10. Der Rest aus dem Notizblock

  • Die Cleveland Browns stehen 8-3 und sind fest auf Playoff-Kurs. Gegen Jacksonville und Mike Glennon entging man aber nur haarscharf einer möglichen Blamage, Baker Mayfield warf einen Katastrophen-Pass Richtung Endzone (er wurde dann im Laufe des Spiels deutlich besser, einer seiner besseren Auftritte insgesamt) und die Defense ohne Garrett und Ward war konstant anfällig. Der Takeaway: Cleveland könnte durchaus ein Playoff-Team sein. Aber Mayfield zu vertrauen ist nach wie vor schwer, und die Defense steht auf wackligen Füßen. Wo geht es langfristig für die Browns hin? Die Mayfield-Frage wird langsam kritisch.

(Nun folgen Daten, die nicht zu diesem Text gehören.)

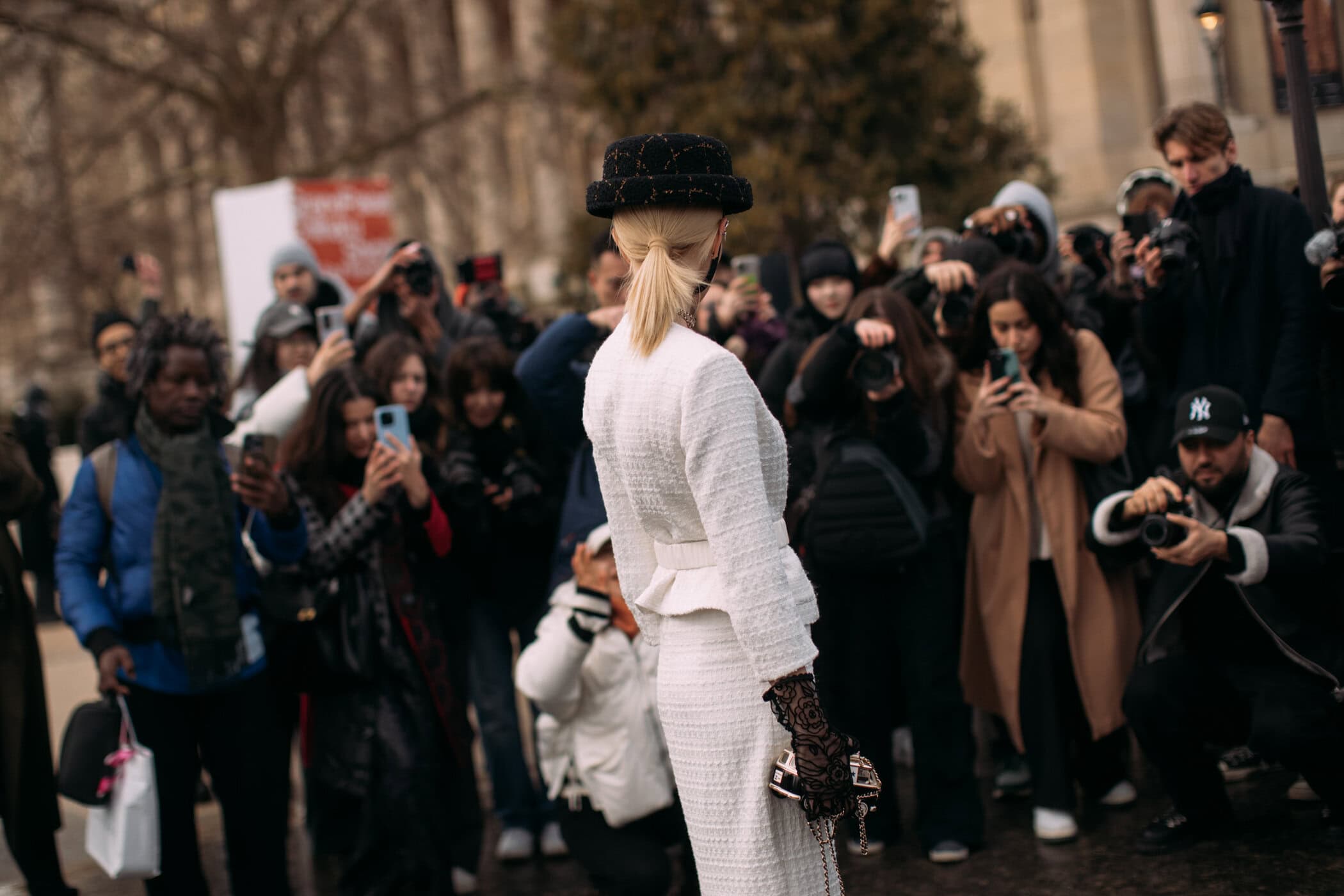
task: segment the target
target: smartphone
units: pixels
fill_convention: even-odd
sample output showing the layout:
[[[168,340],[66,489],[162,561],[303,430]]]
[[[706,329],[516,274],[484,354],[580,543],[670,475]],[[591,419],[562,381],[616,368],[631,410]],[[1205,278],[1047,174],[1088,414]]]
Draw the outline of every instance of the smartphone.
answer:
[[[761,282],[761,257],[735,255],[732,258],[732,275],[750,277],[753,282]]]
[[[378,441],[392,447],[388,435],[395,435],[402,447],[411,446],[411,420],[401,404],[384,404],[374,408],[374,424],[378,427]]]
[[[1008,384],[1021,382],[1021,367],[1017,363],[1017,352],[1011,348],[996,348],[989,352],[989,382],[1008,377]]]
[[[332,333],[345,332],[345,309],[336,306],[317,309],[317,344],[321,345]]]
[[[887,197],[891,200],[891,212],[900,220],[906,215],[915,216],[915,228],[910,231],[911,236],[918,236],[923,232],[923,224],[921,218],[923,212],[919,211],[919,188],[914,184],[903,184],[900,187],[892,187],[887,191]]]
[[[1148,234],[1153,232],[1157,227],[1157,214],[1145,211],[1142,215],[1125,215],[1124,218],[1125,231],[1134,238],[1134,244],[1138,244]]]

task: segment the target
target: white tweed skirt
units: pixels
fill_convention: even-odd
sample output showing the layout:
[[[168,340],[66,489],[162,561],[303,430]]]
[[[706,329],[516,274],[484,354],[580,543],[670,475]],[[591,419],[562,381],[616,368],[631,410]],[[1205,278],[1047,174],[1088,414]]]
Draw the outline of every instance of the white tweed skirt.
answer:
[[[726,613],[661,617],[659,715],[703,896],[821,896],[821,846],[766,779],[789,732]],[[839,892],[839,889],[837,889]]]

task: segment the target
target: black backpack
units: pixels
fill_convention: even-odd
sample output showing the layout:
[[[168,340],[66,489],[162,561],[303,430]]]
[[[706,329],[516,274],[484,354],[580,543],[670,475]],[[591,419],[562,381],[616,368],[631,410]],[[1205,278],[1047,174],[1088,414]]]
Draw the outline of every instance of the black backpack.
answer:
[[[802,521],[810,560],[882,572],[923,551],[929,510],[882,449],[868,439],[845,438],[818,453],[820,469]]]

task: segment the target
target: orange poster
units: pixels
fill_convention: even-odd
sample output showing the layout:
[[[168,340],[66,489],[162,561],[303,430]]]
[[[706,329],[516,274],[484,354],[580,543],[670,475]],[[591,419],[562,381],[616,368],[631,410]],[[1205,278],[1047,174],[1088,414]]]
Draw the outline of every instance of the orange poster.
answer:
[[[386,179],[296,180],[294,218],[323,271],[359,287],[392,247],[392,191]]]

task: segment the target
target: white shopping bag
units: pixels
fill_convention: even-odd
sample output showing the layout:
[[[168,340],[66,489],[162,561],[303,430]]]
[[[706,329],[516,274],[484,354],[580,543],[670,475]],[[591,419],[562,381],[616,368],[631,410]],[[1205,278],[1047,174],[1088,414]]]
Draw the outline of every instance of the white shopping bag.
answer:
[[[108,756],[113,775],[106,806],[89,809],[85,852],[112,879],[145,880],[159,876],[159,787],[155,754],[136,740],[125,697],[121,705],[121,747]]]

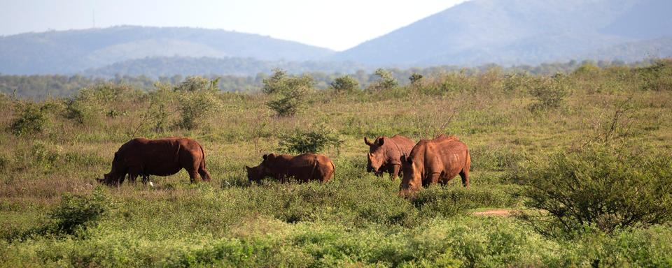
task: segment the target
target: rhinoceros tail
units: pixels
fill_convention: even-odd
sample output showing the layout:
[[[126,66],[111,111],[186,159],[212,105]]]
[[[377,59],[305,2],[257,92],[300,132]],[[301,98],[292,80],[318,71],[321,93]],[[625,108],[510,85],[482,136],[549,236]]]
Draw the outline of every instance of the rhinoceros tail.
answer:
[[[333,170],[333,172],[334,172],[333,177],[332,179],[336,179],[336,166],[334,165],[334,161],[330,161],[330,162],[331,162],[331,169]]]
[[[201,179],[204,181],[210,181],[210,172],[208,172],[208,170],[205,168],[205,151],[203,151],[203,147],[201,147],[201,144],[198,144],[198,147],[201,149],[201,159],[200,165],[198,167],[198,173],[201,175]]]
[[[201,156],[203,157],[203,160],[201,161],[201,168],[205,168],[205,151],[203,151],[203,147],[201,147],[201,144],[198,144],[198,147],[201,149]]]

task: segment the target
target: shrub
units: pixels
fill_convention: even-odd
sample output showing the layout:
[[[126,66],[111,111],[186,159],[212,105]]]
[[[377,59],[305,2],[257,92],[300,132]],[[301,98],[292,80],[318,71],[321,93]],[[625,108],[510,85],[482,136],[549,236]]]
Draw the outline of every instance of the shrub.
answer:
[[[83,124],[99,119],[104,114],[113,117],[123,114],[111,106],[120,100],[129,100],[136,93],[123,84],[99,84],[80,90],[77,95],[66,100],[65,117]]]
[[[350,75],[337,77],[329,87],[337,94],[350,94],[359,89],[359,82]]]
[[[41,133],[46,128],[47,117],[44,111],[33,103],[20,107],[18,117],[12,120],[9,130],[17,136]]]
[[[195,92],[219,89],[219,77],[209,80],[200,76],[190,76],[173,89],[176,91]]]
[[[389,70],[379,68],[374,73],[376,75],[378,75],[379,79],[369,85],[368,89],[370,91],[379,91],[382,90],[391,89],[399,85],[397,80],[394,79],[394,76],[392,75],[392,73]]]
[[[672,59],[659,59],[635,70],[643,78],[642,89],[672,90]]]
[[[672,159],[623,146],[587,145],[524,175],[521,195],[538,213],[519,216],[542,234],[606,232],[672,220]]]
[[[530,94],[537,99],[532,105],[532,110],[547,110],[560,107],[570,91],[565,75],[556,74],[550,78],[536,80],[530,89]]]
[[[281,137],[279,149],[297,154],[318,153],[328,146],[338,149],[343,142],[335,130],[327,128],[323,124],[311,129],[313,130],[296,131],[293,134]]]
[[[279,117],[293,116],[304,104],[305,97],[314,84],[313,78],[308,75],[289,77],[280,69],[274,72],[272,76],[263,80],[264,93],[275,96],[275,100],[266,103],[266,105]]]
[[[110,201],[99,191],[90,196],[64,193],[58,207],[48,214],[51,223],[46,228],[47,232],[74,234],[97,224],[110,206]]]
[[[408,77],[408,80],[411,82],[411,84],[415,84],[415,83],[420,82],[420,80],[421,80],[422,77],[422,75],[417,73],[413,73],[413,74]]]

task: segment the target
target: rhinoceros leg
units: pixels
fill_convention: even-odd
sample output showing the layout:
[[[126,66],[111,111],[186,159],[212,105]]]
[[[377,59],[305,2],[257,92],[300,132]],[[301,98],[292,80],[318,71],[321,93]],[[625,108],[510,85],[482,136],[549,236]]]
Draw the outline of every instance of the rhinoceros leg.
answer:
[[[462,178],[462,186],[469,187],[469,170],[462,170],[462,171],[460,172],[460,177]]]
[[[424,186],[427,187],[427,186],[429,186],[430,185],[434,185],[439,183],[439,177],[440,176],[441,176],[441,173],[430,174],[429,178],[427,179],[427,185],[425,185]]]
[[[199,165],[198,174],[201,175],[201,179],[204,181],[210,181],[210,172],[205,169],[205,161],[202,161]]]
[[[195,184],[198,182],[198,170],[195,168],[190,168],[187,170],[187,172],[189,173],[189,180],[191,181],[192,184]]]
[[[392,165],[392,168],[390,170],[390,179],[394,181],[397,179],[397,177],[399,176],[399,170],[401,170],[401,165]]]

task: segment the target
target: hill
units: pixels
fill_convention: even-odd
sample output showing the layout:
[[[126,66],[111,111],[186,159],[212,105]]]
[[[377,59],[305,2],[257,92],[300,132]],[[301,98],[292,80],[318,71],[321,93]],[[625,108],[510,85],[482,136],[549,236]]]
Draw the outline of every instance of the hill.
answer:
[[[148,57],[305,61],[332,53],[297,42],[224,30],[123,26],[0,37],[0,73],[74,73]]]
[[[262,61],[253,58],[209,57],[153,57],[130,59],[83,72],[94,77],[115,75],[146,75],[156,78],[174,75],[229,75],[255,76],[282,68],[291,73],[307,72],[354,73],[366,67],[354,62]]]
[[[665,14],[671,6],[654,0],[474,0],[332,59],[406,66],[538,64],[586,55],[614,59],[638,54],[625,44],[672,45],[660,39],[672,36],[672,19]]]

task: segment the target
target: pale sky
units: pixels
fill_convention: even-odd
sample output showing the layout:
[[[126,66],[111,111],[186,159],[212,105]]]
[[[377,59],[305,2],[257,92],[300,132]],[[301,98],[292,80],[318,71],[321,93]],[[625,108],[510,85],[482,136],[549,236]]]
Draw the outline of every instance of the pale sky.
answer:
[[[94,17],[96,27],[221,29],[344,50],[464,1],[0,0],[0,35],[91,28]]]

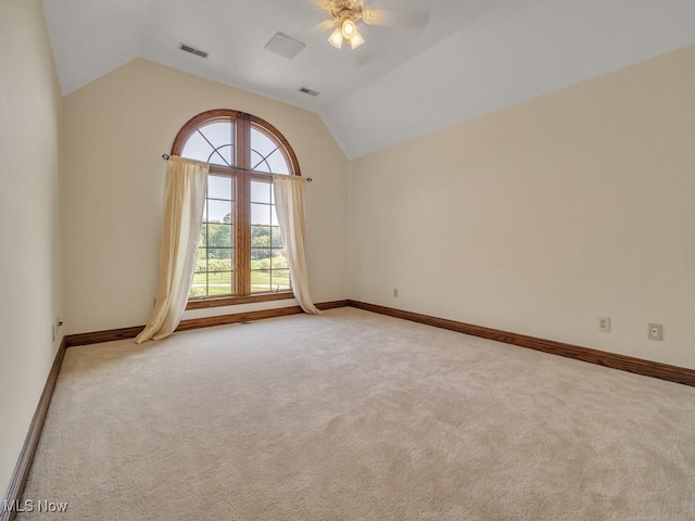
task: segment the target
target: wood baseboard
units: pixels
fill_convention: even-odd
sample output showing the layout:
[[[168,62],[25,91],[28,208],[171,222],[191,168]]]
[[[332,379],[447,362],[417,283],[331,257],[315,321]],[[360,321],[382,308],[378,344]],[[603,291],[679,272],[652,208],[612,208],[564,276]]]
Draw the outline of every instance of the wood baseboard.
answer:
[[[554,340],[538,339],[526,334],[502,331],[498,329],[484,328],[473,326],[471,323],[458,322],[456,320],[447,320],[445,318],[421,315],[419,313],[405,312],[403,309],[394,309],[392,307],[378,306],[365,302],[350,301],[350,306],[367,312],[388,315],[390,317],[403,318],[413,322],[420,322],[435,328],[448,329],[459,333],[481,336],[483,339],[496,340],[505,344],[518,345],[529,350],[542,351],[553,355],[574,358],[577,360],[596,364],[598,366],[610,367],[621,371],[634,372],[645,377],[668,380],[669,382],[682,383],[684,385],[695,386],[695,370],[684,367],[670,366],[658,361],[644,360],[632,356],[608,353],[606,351],[592,350],[579,345],[566,344]]]
[[[334,309],[337,307],[349,306],[350,301],[319,302],[316,307],[319,309]],[[220,315],[217,317],[192,318],[181,320],[176,331],[190,331],[192,329],[212,328],[214,326],[225,326],[229,323],[250,322],[264,320],[266,318],[286,317],[288,315],[299,315],[304,313],[300,306],[278,307],[275,309],[262,309],[257,312],[235,313],[231,315]],[[135,339],[144,326],[134,326],[129,328],[109,329],[104,331],[93,331],[90,333],[68,334],[65,336],[67,347],[76,345],[100,344],[102,342],[113,342],[114,340]],[[1,521],[1,520],[0,520]]]
[[[55,389],[55,381],[58,380],[58,373],[60,372],[61,365],[63,364],[66,347],[67,343],[65,339],[63,339],[58,347],[58,352],[55,353],[55,358],[53,358],[53,365],[51,366],[51,371],[48,373],[46,385],[43,385],[43,392],[41,393],[39,404],[34,412],[34,418],[31,418],[31,423],[29,424],[29,431],[26,435],[26,440],[24,441],[24,446],[20,453],[17,463],[14,467],[14,472],[12,472],[12,476],[10,478],[10,485],[8,486],[4,497],[0,503],[0,521],[12,521],[16,517],[15,509],[7,510],[4,507],[5,505],[18,505],[17,501],[22,499],[24,486],[26,485],[26,480],[29,476],[29,470],[31,469],[36,447],[39,444],[39,437],[41,435],[41,430],[43,429],[46,412],[48,411],[48,406],[51,403],[51,396],[53,395],[53,389]]]

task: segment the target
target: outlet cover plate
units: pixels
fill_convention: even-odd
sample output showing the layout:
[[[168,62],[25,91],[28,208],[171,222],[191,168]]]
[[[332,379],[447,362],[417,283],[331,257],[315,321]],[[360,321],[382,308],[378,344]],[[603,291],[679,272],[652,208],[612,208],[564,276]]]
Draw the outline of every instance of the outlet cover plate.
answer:
[[[598,331],[610,332],[610,317],[598,317]]]
[[[664,326],[660,323],[649,323],[649,339],[664,340]]]

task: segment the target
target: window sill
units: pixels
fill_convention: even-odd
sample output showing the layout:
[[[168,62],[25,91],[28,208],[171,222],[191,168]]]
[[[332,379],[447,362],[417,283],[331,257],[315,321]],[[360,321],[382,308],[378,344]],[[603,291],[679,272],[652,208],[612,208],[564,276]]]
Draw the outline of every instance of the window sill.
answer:
[[[253,304],[256,302],[286,301],[294,298],[291,291],[279,291],[277,293],[256,293],[244,296],[222,296],[208,298],[194,298],[188,301],[186,309],[206,309],[208,307],[236,306],[238,304]]]

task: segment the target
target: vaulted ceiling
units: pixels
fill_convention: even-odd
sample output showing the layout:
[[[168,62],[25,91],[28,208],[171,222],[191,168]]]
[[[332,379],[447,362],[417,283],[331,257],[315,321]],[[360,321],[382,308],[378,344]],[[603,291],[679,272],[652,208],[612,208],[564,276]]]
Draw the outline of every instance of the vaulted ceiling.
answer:
[[[141,56],[315,111],[349,157],[695,43],[693,0],[366,4],[383,24],[338,50],[315,0],[43,0],[64,93]],[[268,51],[278,31],[305,48]]]

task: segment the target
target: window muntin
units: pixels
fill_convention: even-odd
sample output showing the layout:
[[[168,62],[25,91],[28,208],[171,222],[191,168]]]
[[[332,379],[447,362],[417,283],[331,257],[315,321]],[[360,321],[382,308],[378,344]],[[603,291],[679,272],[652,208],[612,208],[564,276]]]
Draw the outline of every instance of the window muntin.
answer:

  • Die Jets-Offense sieht mit Joe Flacco besser aus als mit Sam Darnold, und wie viel mehr muss man hier noch sagen? Darnold hatte bei seinem Comeback gegen Miami eine furchtbare Interception früh im dritten Viertel, spät im Down in die Coverage. Das Play-Calling - angeblich wieder in der Kontrolle von Adam Gase, auch wenn der das nach dem Spiel mit merkwürdigen Ausflüchten bestritt - war abstrus intensiv über Frank Gore aufgebaut. All das stimmt, aber Darnold hatte sein Receiver-Trio zusammen, Miami rannte keineswegs schnell mit einer deutlichen Führung davon, und ja, die Dolphins-Defense kann unangenehm sein. Aber um auch nur in Erwägung zu ziehen, mit dem mutmaßlichen Nummer-1-Pick im kommenden Draft keinen Quarterback zu draften, müsste Darnold Flacco signifikant in den Schatten stellen und noch mehrere Stufen darüber gehen. Für den Moment muss er zeigen, ob er Ersteres überhaupt schafft.
  • Es ist und bleibt eine wöchentliche Frage: Was fängt man nur mit der NFC East an? Nachdem Washington die Cowboys an Thanksgiving böse vermöbelte, zogen die Giants gegen Cincinnati zwar nach - überzeugend war dieser Sieg allerdings nicht. Nach dem ersten Drive ging offensiv überhaupt nichts mehr, Daniel Jones musste zwischenzeitlich angeschlagen raus, Engram hatte einen Fumble und Jones selbst neben einiger sehenswerter Pässe auch zumindest einmal ziemliches Interception-Glück. Immerhin die Defense machte ihre Sache ordentlich gegen die dezimierte Bengals-Offense. Aber reicht eine halbwegs solide Base-Line am Ende für die Division? Oder schiebt sich Washington gerade in die Favoritenrolle?
  • Es wird immer schwieriger, für Anthony Lynn als Head Coach der Chargers zu argumentieren. L.A. könnte mit Justin Herbert in den kommenden zwei, drei Jahren auf den ganz großen Wurf gehen - ist Lynn dafür der richtige Coach? Das In-Game-Coaching bleibt Woche für Woche ein Abenteuer, nett formuliert. Die Sequenz vor der Halbzeitpause war dieses Mal der größte Moment zum Kopfschütteln. Neben dem Punt kurz vor Schluss. Neben den Runs ohne Timeouts am Ende. Doch auch das offensive Play-Calling hat jede Menge Defizite, und defensiv leben die Chargers dieses Jahr von individueller Klasse. Die Chargers müssten besser als 3-8 stehen, und natürlich war da auch einiges an Pech dabei. Aber nicht jedes Spiel, das eng verloren wird, ist einfach nur Pech, und die Fehleranalyse wird bei Lynn anfangen müssen.